— Это подтвердит кто угодно, можете не сомневаться. О проблемах Оленникова в «Чайке» знает каждая собака.
— Имя и год рождения ребёнка! — потребовала Суслопарова.
— Денис Оленников, девяносто четвёртого года. Его у нас оставили на три смены, а он очень тосковал…
— Убежал вчера вечером? В темноту? — изумилась Суслопарова. Она навалилась грудью на стол, и глаза её заблестели.
— Да, ребёнок он не робкий. Днём уже пробовал удирать, его тогда задержали. Потому, возможно, постарался улизнуть ночью.
— Из вашего лагеря так просто сбежать? — удивилась Алевтина.
— У нас не тюрьма, вышек с пулемётами нет, — пожала плечами Алиса. — Для мальчишки не составляет труда вскарабкаться на забор или проползти в подкоп. Было бы желание, а способ сыщется.
— А где находились лично вы, когда Денис убежал? — не унималась Суслопарова, продолжая писать. — Кто вам сказал, что он исчез?
— Сказали другие мальчики из моего отряда. Я у девочек в палате была, укладывала их спать. У нас такой обычай есть. Я должна уделять внимание каждому ребёнку. По возможности, конечно. Но как только выяснилось, что Денис исчез, я тут же кинулась его искать…
— Одна? И никому не сообщили? — строго спросила Алевтина.
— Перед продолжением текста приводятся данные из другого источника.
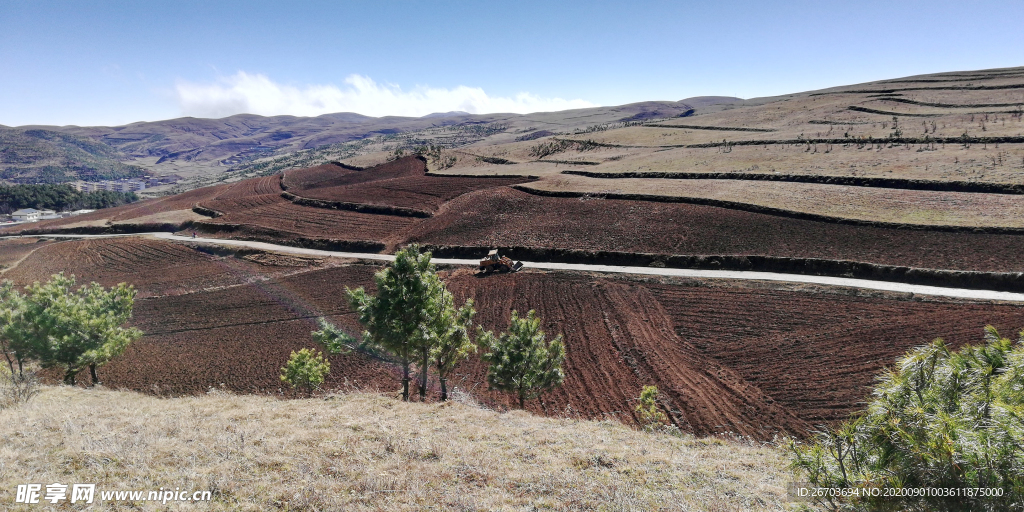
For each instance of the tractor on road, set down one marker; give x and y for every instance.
(496, 263)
— Я поступила, конечно, неправильно. Нужно было известить начальство, — признала свою вину Алиса, чтобы задобрить следователя. — Но на это ушло бы много времени, а ребёнка надо было перехватить немедленно. Я и так успела в последний момент вытащить его из тамбура электрички, идущей в сторону города…
— Вас кто-нибудь видел на станции? — почти не разжимая губ, спросила Алевтина Петровна. Заполняя протокол, она думала о чём-то своём.
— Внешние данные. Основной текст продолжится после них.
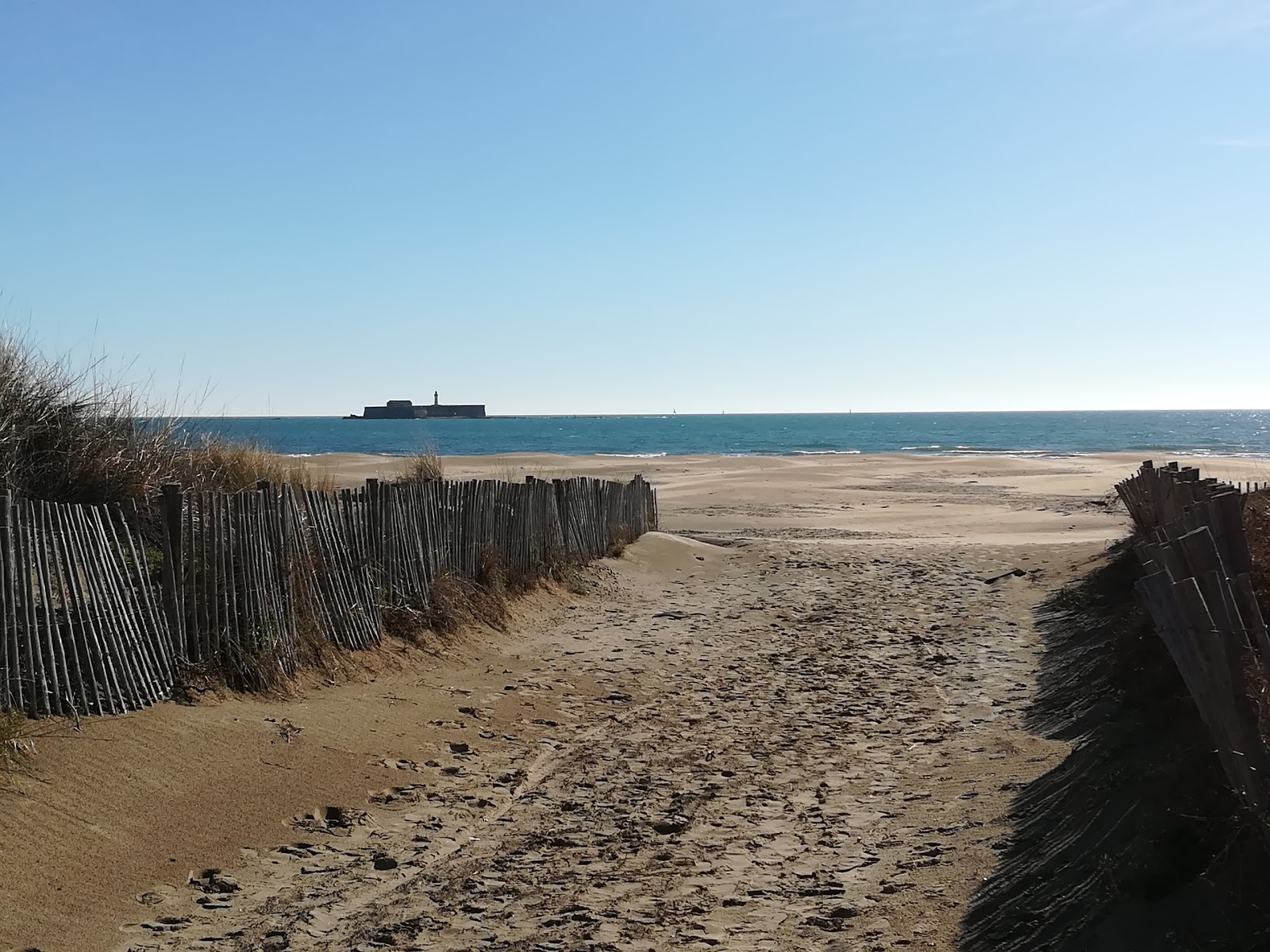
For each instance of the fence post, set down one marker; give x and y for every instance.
(173, 568)
(10, 692)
— Не знаю. Было уже темно, поздно. Я ведь не знала, что придётся искать свидетелей и доказывать своё алиби. Думала только о том, чтобы Денис не попал под поезд и не потерялся. А когда вытащила его из тамбура, уже не вспоминала ни о чём другом. — Алиса почти поверила сама себе. Это было очень правдоподобно.
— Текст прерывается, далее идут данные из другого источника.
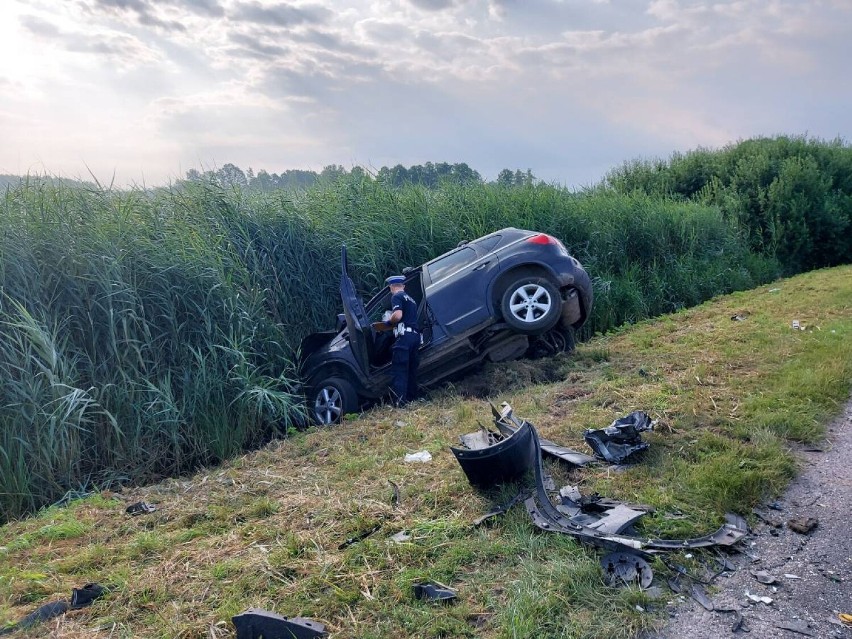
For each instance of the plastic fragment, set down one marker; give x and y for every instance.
(795, 626)
(758, 598)
(419, 456)
(763, 577)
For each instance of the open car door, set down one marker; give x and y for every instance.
(357, 322)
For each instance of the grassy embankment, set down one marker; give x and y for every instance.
(147, 334)
(732, 398)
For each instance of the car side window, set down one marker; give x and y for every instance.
(487, 244)
(443, 266)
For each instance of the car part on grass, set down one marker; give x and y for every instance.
(256, 623)
(545, 515)
(509, 459)
(359, 537)
(140, 508)
(624, 568)
(501, 509)
(434, 591)
(600, 513)
(508, 424)
(621, 439)
(80, 598)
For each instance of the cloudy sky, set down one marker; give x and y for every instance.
(146, 89)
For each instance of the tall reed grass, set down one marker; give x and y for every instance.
(144, 333)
— Не надо обижаться, Алиса! — запротестовала Алевтина Петровна. — Какое алиби? Какие подозрения? Нет свидетелей, и ладно. Ведь всё и так ясно, в общем-то. Вы мальчонку-то можете мне показать, которого на станции поймали?
Суслопарова улыбалась так же по-домашнему. Её мягкое, бледное лицо излучало сочувствие, даже сострадание. Алисе казалось, что следователь видит седину на её висках и жалеет… Считает, наверное, что из-за мальчика так переволновалась. Значит, вожатая переживает за детей, за своё дело.
— Можно на него глянуть?
— Вон он бегает. В тарелочку играет. — Алиса встала и подошла к окну.